On Motion Fob Rehearing
PER CURIAM.We deny the motion for rehearing, withdraw our earlier opinion, and substitute the following.
Efrain Peña challenges the trial court’s refusal to allow him to enter St. Lucie County’s version of the pretrial drug intervention program (“Drug Court”). Peña, a non-resident alien, was arrested for possession of cocaine and eventually filed a motion to participate in Drug Court. The State argued against participation on the ground that participation may not be appropriate based on Peña’s status as an illegal alien. The trial court denied the motion, Peña withdrew his not guilty plea, and Peña entered a no contest plea reserving the right to appeal the denial of his motion to participate in Drug Court. The trial court then sentenced Peña to probation.
Peña filed this appeal, believing this court had jurisdiction pursuant to Florida Rule of Appellate Procedure 9.140(b)(2)(A)(i). That rule allows a defendant to appeal, after a no contest plea, “a prior dispositive order of the lower tribunal.” Fla. R.App. P. 9.140(b)(2)(A)®. In this context, an “issue is legally dispositive ‘only if, regardless of whether the appellate court affirms or reverses the lower court’s decision, there will be no trial of the case.’ ” Levine v.

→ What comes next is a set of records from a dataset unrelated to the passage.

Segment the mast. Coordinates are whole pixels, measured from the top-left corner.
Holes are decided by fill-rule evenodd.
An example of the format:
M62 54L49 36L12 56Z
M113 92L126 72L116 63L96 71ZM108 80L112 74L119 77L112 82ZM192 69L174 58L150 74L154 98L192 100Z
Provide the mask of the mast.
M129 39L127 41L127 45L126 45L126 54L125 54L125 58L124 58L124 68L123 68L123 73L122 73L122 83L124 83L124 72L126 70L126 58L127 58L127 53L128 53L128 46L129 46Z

State, 788 So.2d 379, 380 (Fla. 4th DCA 2001) (quoting Zambuto v. State, 731 So.2d 46, 46 (Fla. 4th DCA 1999)). An exception to this rule applies when there is “record evidence of a stipulation between the parties that the issue was dispositive.” Weber v. State, 492 So.2d 1166, 1167 (Fla. 4th DCA 1986) (citing Finney v. State, 420 So.2d 639 (Fla. 3d DCA 1982)).

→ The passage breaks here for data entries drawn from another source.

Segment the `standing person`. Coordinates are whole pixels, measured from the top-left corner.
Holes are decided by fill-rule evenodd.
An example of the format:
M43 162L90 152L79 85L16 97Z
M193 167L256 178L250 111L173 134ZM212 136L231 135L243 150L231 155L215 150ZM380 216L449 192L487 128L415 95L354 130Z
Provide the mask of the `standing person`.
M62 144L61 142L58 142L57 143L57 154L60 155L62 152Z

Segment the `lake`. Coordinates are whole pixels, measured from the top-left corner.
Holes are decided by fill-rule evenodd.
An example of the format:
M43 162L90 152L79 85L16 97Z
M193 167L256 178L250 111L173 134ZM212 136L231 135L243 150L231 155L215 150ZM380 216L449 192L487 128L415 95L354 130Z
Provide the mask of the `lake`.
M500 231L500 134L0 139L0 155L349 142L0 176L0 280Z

We conclude the denial of the motion to participate in Drug Court is not a legally dispositive order to the extent necessary to confer jurisdiction in this court. Even if this court reversed and remanded for the court to grant Peña’s entry into the program, a trial may still yet be necessary if, for some reason, Peña opts out of the program and re-enters the regular criminal justice system. See generally Mullin v. Jenne, 890 So.2d 543 (Fla. 4th DCA 2005). There is no great expectation or guarantee that reversal would absolutely foreclose the possibility of a future trial on this specific charge.

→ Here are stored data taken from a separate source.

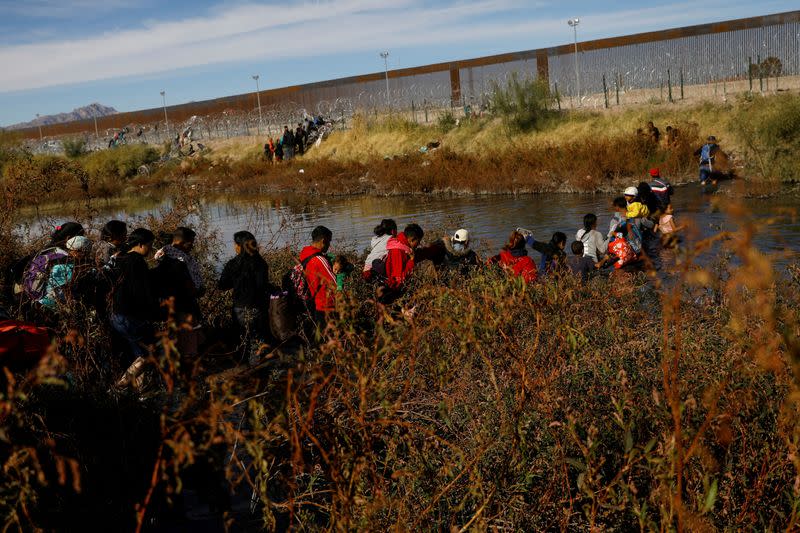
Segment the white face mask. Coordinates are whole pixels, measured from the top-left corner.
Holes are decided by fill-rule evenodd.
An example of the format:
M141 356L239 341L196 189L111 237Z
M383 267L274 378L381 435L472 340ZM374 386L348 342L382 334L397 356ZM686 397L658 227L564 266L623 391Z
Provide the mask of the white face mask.
M453 250L458 252L458 253L464 252L466 249L467 249L467 245L465 243L463 243L463 242L454 242L453 243Z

Further, the exception to the rule, based on mutual stipulation, is not appropriate in this situation. It is well-settled that subject-matter jurisdiction cannot be conferred by agreement of the parties. See City of West Palm Beach v. Palm Beach County Police Benev. Ass’n, 387 So.2d 533 (Fla. 4th DCA 1980); Dicaprio v. State, 352 So.2d 78 (Fla. 4th DCA 1977). In this context, stipulating to the dispositive nature of an order is applicable where the trial court and the prosecutor acknowledge *1205that the pursuit of criminal charges would be abandoned due to the suppression of evidence. See Lamour v. State, 899 So.2d 1256 (Fla. 4th DCA 2005) (noting the motion to suppress cocaine was dispositive where the charge was simple possession of that very same cocaine); Levine, 788 So.2d at 380 (suggesting the denial of a motion to discharge habitual DWLS might have been dispositive if the- State had agreed that it had no way of presenting sufficient evidence of predicate offenses without the tainted case).
The courts are not unanimous in dismissing an appeal based upon a plea after the trial court denies admission to a pretrial intervention program. In Gardner v. State, 709 So.2d 612 (Fla. 1st DCA 1998), the court considered the issue after the defendant pled nolo contendere to possession of drugs and was sentenced to county jail. However, the court did not directly consider the jurisdictional issue even though it ruled on the merits of the claim.
There are other methods to raise • this issue. We have reviewed orders denying entry to the drug intervention program as appropriately raised by petition for certiorari. See Hewlett v. State, 661 So.2d 112 (Fla. 4th DCA 1995) (review by certiorari appropriate from order of chief judge transferring case out of drug division and into felony division). Defendant did not file such a petition in this case.
Because we have concluded that the order on appeal was not dispositive and the exception to the rule does not apply, we have no jurisdiction to reach the merits of this case.
Dismissed.
GUNTHER, WARNER and HAZOURI, JJ., concur.